Em pleno Agosto

Logotipo do jornal O Primeiro de JaneiroDe repente, fez-se um silêncio na cidade. As ruas esvaziaram-se de automóveis. O trânsito reduziu-se a dimensões razoáveis. Às vezes, víamo-nos a viver num romance de Kafka: as filas que nos esperavam, à saída de casa, assemelhavam-se a monstros a quem, diariamente, tínhamos de prestar vassalagem.

Estávamos habituados a conviver com a irracionalidade. O verão oferendou-nos, porém, o mais inefável tesouro: uma cidade arejada, onde até é agradável viver, onde a mobilidade não dói. As ruas do centro sofreram pequenas modificações: parecem mais cosmopolitas, agora que parcialmente invadidas por turistas.

Podemos esquecer a inépcia da urbe. A dificuldade que sempre teve em fazer conviver o antigo com o novo. Fomos tomar café, hoje de manhã, sem a companhia do ruído de fundo que os motores dos carros provocam! O esplendor da luz ajuda também à alegria: expande os sentidos, liberta um sorriso de que já não nos julgávamos capazes.

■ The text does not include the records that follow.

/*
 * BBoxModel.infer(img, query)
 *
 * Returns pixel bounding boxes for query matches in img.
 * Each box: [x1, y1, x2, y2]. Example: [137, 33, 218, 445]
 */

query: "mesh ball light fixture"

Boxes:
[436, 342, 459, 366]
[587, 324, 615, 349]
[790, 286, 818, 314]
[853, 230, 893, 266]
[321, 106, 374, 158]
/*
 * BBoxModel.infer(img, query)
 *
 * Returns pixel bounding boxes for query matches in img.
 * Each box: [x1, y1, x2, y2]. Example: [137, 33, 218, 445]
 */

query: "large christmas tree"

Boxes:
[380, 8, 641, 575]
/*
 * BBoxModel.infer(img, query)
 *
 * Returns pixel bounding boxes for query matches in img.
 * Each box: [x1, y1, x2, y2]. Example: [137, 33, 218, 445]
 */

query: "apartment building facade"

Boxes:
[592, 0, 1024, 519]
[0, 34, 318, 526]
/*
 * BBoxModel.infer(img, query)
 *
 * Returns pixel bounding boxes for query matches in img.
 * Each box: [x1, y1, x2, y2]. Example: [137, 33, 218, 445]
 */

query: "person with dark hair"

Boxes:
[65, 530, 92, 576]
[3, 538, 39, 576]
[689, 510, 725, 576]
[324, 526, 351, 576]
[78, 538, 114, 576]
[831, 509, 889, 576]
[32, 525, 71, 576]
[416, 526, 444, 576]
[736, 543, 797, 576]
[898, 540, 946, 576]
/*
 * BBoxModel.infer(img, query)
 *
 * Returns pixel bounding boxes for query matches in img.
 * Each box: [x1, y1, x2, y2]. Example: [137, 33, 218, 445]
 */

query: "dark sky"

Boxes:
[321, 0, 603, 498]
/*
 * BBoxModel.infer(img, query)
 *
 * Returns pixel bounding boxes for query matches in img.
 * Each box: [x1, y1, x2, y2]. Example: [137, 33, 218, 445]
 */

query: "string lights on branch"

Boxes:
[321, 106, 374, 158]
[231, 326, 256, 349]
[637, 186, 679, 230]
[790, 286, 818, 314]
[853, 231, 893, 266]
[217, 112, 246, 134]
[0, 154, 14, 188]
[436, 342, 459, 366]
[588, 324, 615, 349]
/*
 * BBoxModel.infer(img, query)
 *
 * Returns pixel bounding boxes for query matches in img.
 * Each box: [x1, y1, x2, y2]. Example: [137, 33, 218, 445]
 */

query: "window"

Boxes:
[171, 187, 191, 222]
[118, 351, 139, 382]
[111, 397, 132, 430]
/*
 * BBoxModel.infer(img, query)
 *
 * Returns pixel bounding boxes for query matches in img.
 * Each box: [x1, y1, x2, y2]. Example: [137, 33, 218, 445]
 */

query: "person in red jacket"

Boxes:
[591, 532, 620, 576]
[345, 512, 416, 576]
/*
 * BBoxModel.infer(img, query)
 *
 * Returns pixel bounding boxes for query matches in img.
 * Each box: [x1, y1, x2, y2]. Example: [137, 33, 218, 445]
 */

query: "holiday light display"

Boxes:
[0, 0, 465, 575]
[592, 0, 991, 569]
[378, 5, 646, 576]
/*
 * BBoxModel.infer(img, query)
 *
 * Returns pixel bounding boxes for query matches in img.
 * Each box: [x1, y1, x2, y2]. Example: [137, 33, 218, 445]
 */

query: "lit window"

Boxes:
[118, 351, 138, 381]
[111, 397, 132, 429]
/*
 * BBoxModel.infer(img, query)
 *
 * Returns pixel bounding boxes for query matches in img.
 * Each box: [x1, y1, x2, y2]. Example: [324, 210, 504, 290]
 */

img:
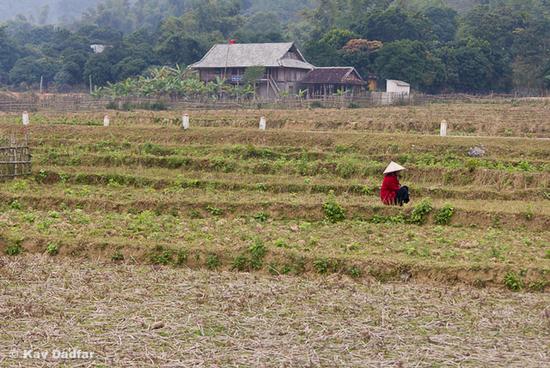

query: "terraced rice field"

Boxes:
[0, 103, 550, 366]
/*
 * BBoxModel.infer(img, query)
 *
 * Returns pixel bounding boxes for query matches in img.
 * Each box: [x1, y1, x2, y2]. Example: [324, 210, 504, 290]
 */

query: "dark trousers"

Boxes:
[395, 186, 410, 206]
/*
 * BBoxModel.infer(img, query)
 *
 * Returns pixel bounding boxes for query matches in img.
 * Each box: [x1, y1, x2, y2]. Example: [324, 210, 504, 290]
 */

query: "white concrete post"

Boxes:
[440, 120, 449, 137]
[181, 114, 189, 130]
[22, 111, 31, 126]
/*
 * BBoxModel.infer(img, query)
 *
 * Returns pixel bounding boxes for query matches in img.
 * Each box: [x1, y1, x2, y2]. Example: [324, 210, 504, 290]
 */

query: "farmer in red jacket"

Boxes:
[380, 161, 409, 206]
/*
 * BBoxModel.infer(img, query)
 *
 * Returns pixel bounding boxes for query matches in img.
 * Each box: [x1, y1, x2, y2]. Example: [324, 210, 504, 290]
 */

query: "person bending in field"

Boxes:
[380, 161, 409, 206]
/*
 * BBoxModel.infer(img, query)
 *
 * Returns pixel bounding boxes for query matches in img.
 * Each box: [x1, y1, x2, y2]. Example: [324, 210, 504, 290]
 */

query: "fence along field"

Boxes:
[0, 99, 550, 366]
[0, 135, 31, 180]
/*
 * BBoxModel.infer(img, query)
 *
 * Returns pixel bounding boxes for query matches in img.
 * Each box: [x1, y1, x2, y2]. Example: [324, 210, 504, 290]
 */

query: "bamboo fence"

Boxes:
[0, 137, 32, 180]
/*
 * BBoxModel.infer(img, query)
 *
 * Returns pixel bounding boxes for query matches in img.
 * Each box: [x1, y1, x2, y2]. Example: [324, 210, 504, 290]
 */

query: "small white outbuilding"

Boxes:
[386, 79, 411, 96]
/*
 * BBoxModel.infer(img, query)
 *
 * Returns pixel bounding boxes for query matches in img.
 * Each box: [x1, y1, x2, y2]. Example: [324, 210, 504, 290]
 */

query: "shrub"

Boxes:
[176, 249, 189, 266]
[206, 253, 221, 270]
[409, 198, 433, 225]
[323, 193, 346, 224]
[435, 203, 455, 225]
[150, 247, 172, 265]
[504, 272, 525, 291]
[336, 159, 358, 179]
[232, 254, 250, 272]
[10, 199, 23, 210]
[313, 258, 330, 275]
[6, 242, 23, 256]
[248, 240, 267, 270]
[348, 266, 363, 279]
[111, 249, 124, 262]
[309, 101, 323, 109]
[46, 243, 59, 256]
[206, 206, 223, 216]
[253, 212, 269, 222]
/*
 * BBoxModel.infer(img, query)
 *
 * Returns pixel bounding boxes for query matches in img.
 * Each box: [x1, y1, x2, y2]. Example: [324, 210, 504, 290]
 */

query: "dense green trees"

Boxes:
[0, 0, 550, 93]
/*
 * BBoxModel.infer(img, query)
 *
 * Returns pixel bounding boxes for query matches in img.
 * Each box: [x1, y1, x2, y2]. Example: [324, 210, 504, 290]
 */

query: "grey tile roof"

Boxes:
[300, 66, 366, 86]
[190, 42, 313, 70]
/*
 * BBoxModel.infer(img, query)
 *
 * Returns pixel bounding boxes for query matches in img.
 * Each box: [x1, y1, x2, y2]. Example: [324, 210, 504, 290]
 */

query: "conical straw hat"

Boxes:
[384, 161, 406, 174]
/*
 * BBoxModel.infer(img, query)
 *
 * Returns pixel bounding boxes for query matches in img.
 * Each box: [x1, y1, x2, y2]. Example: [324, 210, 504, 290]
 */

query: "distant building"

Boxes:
[386, 79, 411, 96]
[189, 42, 314, 98]
[299, 67, 367, 97]
[90, 44, 107, 54]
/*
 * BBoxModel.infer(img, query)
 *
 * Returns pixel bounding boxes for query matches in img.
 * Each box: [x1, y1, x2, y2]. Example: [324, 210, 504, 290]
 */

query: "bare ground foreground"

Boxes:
[0, 255, 550, 367]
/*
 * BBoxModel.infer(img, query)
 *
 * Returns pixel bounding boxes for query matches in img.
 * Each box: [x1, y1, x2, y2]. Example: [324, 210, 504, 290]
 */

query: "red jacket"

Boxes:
[380, 174, 401, 205]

O tempo de fim de tarde é finalmente aproveitável: num passeio por um parque frondoso, as árvores que insistem no seu verde; nalgum museu, com a seriedade da criação de homens que quiseram reinventar as condições da sua existência.

Pudéssemos viver o nosso tempo citadino como o fazemos em Agosto. As repartições públicas parecem milagrosamente ajustadas às necessidades. A desertificação da Baixa parece mais doce, uma vez que povoada de sombras quentes. Gostaríamos de proteger este tesouro por anos e anos.

Mas o engano é breve. Falta pouco para Setembro: o trânsito, como que por magia, ressuscitará. Alguns buracos das ruas, por agora imóveis, clamarão por assistência contribuindo assim para o engrandecimento do caos. O quotidiano dos portuenses será mais complicado do que nunca…

As árvores irão, da mesma forma repetir uma imemorável traição. Desistirão do verde. Exibirão o seu esqueleto nu ao nosso mortificado dia a dia. Todos os anos, deitamos tudo fora no final de Agosto. Esquecemos a alegria de uma vida saudável. Esquecemos que as torturas urbanas podiam ser mais suaves. Esquecemos tudo. O homem é um ser estranho que luta contra si, que a si mesmo se prejudica.

Quisemos ensaiar aqui um tom idílico. Pintámos a cidade de cores que sabemos não pertencer à realidade. Mas sonhar, sabe-se lá porquê, faz bem. Não queremos acreditar que os pesadelos regressarão. Será sempre como hoje… um Agosto.

O Primeiro de Janeiro, 18 Agosto 2002.